そう答えるわりには、力は緩まらない。痛くなる一方だった。

「宇多川さん痛がってるから離せよ。」
「うるさいな。」

赤葦くんが山中先輩を睨みつける。
山中先輩も、少し怒った顔をしていた。

「君、宇多川さんの何?」

赤葦くんの手を離そうと、山中先輩は彼の腕を掴みながら言った。
けれど、赤葦くんは離す気配がない。
山中先輩の問いに、一度私の方を見た。

「彼氏ですけど?」

今度は山中先輩が黙ってしまう。
そして私の方を見たけれど、私は目を見れずにそらしてしまった。

「・・・彼氏なら悲しむようなことするなよ」

そう言って、山中先輩は手を離す。

「そういうことなので、この子の事は諦めてもらえませんか。」

赤葦くんはそう言いながら、力を緩めてくれた。赤葦くんの言葉に、山中先輩は「ああ、」と声を漏らす。

「でも、宇多川さんが告白に戸惑ったってことは、少しでも君との関係に迷いがあるんじゃないの?」
「言いますね。」

2人がこちらを見ているのがなんとなくわかる。見つめ返すこともできず、下を向いたまま何も言えない。

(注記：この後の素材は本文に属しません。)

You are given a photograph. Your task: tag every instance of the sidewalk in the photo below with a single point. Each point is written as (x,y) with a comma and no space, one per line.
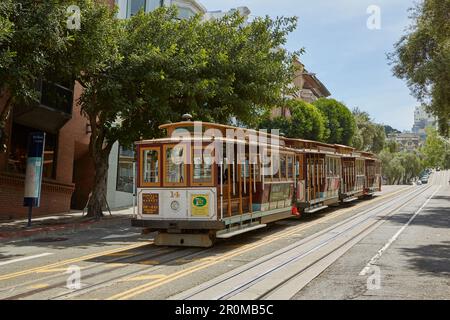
(72,221)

「君と彼女の関係性はわからないけど、少なくとも今の状態では幸せそうには見えないよ。」

宇多川さん。
山中先輩に指摘され、つい肩を揺らしてしまう。だめだ。第三者にまで、迷惑はかけられない。

「それはあなたの偏見ですよ。山中さん。」
「そうかな?少なくとも、俺は好きな人、泣かせないけど。」
「へぇ?」

空気が重くなるのを感じる。
止めなければ。全て私が原因なのだから。
その場ですぐ、「彼氏がいる」と断らなかった私が悪いのだ。

・・・彼氏?
偽りの彼氏。
好きな人がいるのに、訳ありで付き合っている、彼氏。

「痴話喧嘩に、口挟まないでくれませんかね。」
「たとえ好きな人に恋人がいても、不幸せなら、ぶん取るよ、俺は。」
「嫌な男ですね、それは。」
「結果的に彼女を救えるんだったら、悪者になっても別に構わない。」

繰り広げられる会話を、止めることが出来ない。私が悪い。悪いのに。
いい人であろう山中先輩を、まるで悪者にしてしまうみたいで。

「や、山中先輩、すみません。」
「宇多川さん。」

手で涙を拭きながら、山中先輩に言う。
それでもやはり山中先輩は困った顔をしていて、罪悪感だけが募る。

山中先輩が、何か言いたそうな顔で手を出して来た。それを赤葦くんが振り払う。

「だから、やめてもらえませんかね?」

驚いた顔で山中先輩は手を引っ込めた。
そして赤葦くんと私を交互に見る。

「独占欲は醜いだけだよ、彼氏君。」

そう言って、山中先輩は頭を掻く。
赤葦くんの力がまた強くなる。

「急いでるんで。」

それだけ短く答えて、腕を引かれる。
よろけて倒れそうになったのを、もう片方の手で支えてくれた。

「一つだけ聞いてもいいかな?」
「なんですか。」
「好きなんだよね?」

会話が交わされない私たちを見兼ねてなのか、控えめに山中先輩は聞いて来た。
その問いに、赤葦君は間を空けることもなく、

「好きですけど?」

と答えた。
偽りの発言に、
胸が苦しくなった。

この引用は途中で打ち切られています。